Chandradev introduces her as Thea. He tells me that his old friend Sikander the Great has died. His throne was handed to a distant relative, a nephew. “Thea and I knew one another a long time ago, in Macedon,” he tells me, and I listen to their story, even though I already know it.

I know that Chandradev will marry her. That they’ll live many more years together. That they’ve earned their love for each other after all these years apart.

Perhaps I look familiar to them, but they don’t recognize me. That’s the thing I’ve learned about humans: Their minds are too fixed. They see me only as Maya, or as the Goddess. They have no idea that in another life, I was their child. That in another life still, in this life, a long time ago, I was their friend, their classmate.
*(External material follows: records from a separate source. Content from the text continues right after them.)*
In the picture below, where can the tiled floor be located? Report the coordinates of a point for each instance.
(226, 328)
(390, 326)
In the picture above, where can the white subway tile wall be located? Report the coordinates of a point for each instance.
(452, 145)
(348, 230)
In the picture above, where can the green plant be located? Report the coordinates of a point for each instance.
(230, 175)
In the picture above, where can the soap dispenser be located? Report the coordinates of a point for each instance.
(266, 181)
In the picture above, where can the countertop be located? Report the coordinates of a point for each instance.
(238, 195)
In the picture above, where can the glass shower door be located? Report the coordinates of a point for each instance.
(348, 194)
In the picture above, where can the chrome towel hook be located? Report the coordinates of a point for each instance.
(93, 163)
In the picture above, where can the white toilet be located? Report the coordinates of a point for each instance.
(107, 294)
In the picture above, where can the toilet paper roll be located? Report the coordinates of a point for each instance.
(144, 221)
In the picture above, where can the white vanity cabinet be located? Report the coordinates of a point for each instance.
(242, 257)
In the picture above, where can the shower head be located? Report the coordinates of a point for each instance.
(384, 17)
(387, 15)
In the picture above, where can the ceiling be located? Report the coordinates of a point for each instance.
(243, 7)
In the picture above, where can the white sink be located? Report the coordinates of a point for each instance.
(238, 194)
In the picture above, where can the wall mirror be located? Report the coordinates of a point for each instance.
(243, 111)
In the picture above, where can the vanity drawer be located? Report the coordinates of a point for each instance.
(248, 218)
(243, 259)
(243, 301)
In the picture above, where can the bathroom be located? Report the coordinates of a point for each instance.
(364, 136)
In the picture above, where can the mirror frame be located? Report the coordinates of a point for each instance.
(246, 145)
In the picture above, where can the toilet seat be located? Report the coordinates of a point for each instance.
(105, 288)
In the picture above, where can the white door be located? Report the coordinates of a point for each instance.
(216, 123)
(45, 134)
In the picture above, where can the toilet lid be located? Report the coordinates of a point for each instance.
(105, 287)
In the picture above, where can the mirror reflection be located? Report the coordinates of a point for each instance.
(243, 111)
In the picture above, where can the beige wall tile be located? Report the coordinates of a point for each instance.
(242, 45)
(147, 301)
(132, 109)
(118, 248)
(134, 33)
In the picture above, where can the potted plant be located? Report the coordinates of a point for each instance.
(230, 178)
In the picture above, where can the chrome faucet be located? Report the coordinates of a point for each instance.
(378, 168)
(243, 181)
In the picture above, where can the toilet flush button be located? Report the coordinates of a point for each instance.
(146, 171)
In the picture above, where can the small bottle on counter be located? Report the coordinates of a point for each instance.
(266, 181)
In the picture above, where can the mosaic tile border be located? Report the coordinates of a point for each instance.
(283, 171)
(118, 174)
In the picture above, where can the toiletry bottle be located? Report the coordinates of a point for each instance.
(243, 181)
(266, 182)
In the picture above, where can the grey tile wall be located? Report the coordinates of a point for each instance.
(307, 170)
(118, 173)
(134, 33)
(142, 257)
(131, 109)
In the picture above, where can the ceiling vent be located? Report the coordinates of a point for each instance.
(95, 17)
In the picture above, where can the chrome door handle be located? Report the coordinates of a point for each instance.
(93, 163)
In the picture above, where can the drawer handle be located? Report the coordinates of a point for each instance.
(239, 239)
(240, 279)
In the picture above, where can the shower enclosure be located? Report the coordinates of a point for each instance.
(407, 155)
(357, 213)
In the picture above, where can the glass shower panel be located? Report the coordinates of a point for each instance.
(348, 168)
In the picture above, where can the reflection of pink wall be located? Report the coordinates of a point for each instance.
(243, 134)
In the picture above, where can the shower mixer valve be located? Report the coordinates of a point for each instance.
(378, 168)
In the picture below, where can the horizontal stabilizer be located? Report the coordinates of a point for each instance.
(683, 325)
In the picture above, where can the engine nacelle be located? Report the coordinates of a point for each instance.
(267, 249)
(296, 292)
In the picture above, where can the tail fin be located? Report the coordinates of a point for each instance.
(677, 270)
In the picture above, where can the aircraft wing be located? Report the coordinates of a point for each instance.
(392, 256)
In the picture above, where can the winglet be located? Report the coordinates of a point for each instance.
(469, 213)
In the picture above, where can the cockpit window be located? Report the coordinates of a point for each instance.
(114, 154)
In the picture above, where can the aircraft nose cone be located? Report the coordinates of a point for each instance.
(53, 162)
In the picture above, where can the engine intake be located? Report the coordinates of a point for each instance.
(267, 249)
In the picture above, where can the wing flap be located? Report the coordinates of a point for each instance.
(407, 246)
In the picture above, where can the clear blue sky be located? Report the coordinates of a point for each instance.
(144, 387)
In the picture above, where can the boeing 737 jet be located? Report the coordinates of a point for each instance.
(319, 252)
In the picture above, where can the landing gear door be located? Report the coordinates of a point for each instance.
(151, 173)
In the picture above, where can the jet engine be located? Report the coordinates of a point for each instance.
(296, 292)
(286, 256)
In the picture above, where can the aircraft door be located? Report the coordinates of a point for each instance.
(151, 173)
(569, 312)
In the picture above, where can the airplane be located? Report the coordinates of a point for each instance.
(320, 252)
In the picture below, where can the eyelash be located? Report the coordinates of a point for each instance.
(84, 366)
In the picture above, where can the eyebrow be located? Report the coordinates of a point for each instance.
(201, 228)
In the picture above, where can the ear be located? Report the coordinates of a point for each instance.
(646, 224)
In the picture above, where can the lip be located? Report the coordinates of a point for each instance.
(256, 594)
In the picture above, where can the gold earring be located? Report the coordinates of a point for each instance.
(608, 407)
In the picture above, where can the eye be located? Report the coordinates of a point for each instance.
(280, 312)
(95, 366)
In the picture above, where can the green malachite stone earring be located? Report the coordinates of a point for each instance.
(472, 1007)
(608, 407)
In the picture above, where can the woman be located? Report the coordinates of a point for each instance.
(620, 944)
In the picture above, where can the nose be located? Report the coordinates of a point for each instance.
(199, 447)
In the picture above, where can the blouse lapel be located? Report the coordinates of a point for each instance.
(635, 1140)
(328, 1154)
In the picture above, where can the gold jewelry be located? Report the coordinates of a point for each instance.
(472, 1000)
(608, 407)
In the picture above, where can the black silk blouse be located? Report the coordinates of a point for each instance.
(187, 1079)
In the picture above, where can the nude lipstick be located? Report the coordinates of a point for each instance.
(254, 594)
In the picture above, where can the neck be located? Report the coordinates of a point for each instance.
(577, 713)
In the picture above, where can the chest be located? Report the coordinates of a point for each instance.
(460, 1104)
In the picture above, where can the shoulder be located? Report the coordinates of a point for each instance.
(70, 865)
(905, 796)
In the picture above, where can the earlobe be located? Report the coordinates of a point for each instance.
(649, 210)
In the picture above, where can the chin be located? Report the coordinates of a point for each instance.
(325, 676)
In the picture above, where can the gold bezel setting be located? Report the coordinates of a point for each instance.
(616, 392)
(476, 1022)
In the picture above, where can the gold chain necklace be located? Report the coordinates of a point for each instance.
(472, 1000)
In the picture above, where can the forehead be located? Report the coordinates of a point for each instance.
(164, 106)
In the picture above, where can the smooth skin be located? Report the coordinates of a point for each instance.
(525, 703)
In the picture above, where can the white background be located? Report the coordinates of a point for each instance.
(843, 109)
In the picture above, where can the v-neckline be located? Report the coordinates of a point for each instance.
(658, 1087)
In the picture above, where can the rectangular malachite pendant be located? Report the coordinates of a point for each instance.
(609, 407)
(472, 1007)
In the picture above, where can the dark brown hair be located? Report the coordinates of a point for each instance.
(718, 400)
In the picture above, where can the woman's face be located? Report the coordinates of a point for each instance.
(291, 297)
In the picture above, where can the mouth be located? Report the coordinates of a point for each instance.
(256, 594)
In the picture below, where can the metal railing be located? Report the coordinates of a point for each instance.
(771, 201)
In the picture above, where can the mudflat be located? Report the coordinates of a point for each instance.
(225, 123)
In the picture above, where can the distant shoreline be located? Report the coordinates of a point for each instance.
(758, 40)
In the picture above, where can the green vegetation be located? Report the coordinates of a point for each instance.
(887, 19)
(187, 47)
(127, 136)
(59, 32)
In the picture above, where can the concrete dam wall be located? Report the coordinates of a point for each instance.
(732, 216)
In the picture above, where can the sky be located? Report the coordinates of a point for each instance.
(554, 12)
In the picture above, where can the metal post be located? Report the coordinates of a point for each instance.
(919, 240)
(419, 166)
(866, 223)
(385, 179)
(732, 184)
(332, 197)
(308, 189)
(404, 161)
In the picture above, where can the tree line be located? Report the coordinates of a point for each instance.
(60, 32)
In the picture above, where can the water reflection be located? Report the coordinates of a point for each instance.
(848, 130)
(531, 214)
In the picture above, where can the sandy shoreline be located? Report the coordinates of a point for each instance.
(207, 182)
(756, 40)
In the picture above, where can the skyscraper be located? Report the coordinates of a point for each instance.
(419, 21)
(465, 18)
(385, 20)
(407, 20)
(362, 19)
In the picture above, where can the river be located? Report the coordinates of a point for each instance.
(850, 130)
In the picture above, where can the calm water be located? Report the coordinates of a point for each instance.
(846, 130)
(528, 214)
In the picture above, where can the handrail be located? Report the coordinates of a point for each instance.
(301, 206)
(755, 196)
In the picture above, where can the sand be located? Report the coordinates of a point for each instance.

I bless them and ask about their plans for the next season, for the year. It’s one of the things I miss most about being human. There were always plans.

“I’m handing the throne down too. My successor is like a son to me.”

“Arjun?” I ask, and Chandradev nods.

Arjun visits the temple sometimes too. He still brings small gifts for me. Sometimes a scarf, or a bracelet made out of jasmine buds. Another time, a seashell.

“He’ll make an excellent maharaja,” I tell Chandradev. And I know that he will, that he gives every part of himself to the things and people he loves. And he loves this kingdom.

¤

After the pujas, I watch people tuck parchment into the crevices of the temple. They bring gifts: garlands of marigold, boxfuls of juicy golden jalebi. Mangoes and pomegranates, guavas and figs. I distribute the food to anyone who comes to me, asking for my blessings, asking for advice.

I’ve learned that it’s best not to interfere too much. The best I can do is be there and listen to anyone who needs to be heard.